Минут через десять «японочка» вышла, села в машину и направилась в сторону Гонолулу. Несколько минут я следовал за ней, а когда убедился в том, что она возвращается, прибавил скорость и промчался мимо.
Теперь она не торопилась и вела себя по-иному. Ее обгоняли другие машины, но никакого впечатления это на нее не производило. Я поглядывал в зеркало заднего вида, чтобы не потерять ее.
Когда мы добрались до первых городских перекрестков, я сбросил скорость и дал ей себя обогнать. Она ехала с постоянной скоростью, спокойно, не проявляя ни малейшей подозрительности; возможно, она останавливалась на шоссе и убедилась в отсутствии слежки.
Остальное было несложно. Через некоторое время она свернула в сторону небогатого квартала Гонолулу, сделала три или четыре поворота и остановилась возле весьма скромного домика. Я видел, как она вошла внутрь; в доме зажегся свет и задернулись занавески.
Тогда я вышел и осмотрел ее машину. Конечно, двери были заперты, а зажигание выключено. Посветив карманным фонариком, я сумел рассмотреть показания спидометра. Эти цифры я записал. Вернувшись в машину, я поехал к себе, записав и показания собственного спидометра.
Сначала я отыскал Берту в «Ройял Гавайян».
— Ну, как Бикнел? — спросил я ее.
— Ты знаешь, за обедом он был очень оживлен, — ответила Берта. — Старая кляча ведет себя как молодой жеребчик. Мы славно пообедали и немного выпили. Потом, правда, он погрузился в задумчивость, то и дело поглядывал на часы.
— Это я сейчас улажу, — заверил я ее. Вернувшись в «Моану», я позвонил к ним в отель и попросил соединить меня с Бикнелом. Бикнел снял трубку тут же, и в голосе его звучало нетерпение.

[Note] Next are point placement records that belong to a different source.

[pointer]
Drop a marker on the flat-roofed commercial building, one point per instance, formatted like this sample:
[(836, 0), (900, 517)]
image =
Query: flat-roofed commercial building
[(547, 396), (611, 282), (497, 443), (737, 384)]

— Мистер Бикнел, наконец-то! — сказал я. — Никак не мог добраться до свободного телефона. Я звоню из ресторана «Лао Ючжэ». Когда я уходил из «Моаны», Мира бродила там в холле словно неприкаянная, кажется, кого-то ждала. Вы ничего не говорили ей о том, что будете в отеле «Моана»?
— Я? Нет.
— А я думал, говорили. По-моему, когда она нас встречала на корабле, вы рассказывали что-то про отель «Моана».
— Я говорил только, что останавливался там, когда приезжал сюда раньше, — сказал Бикнел.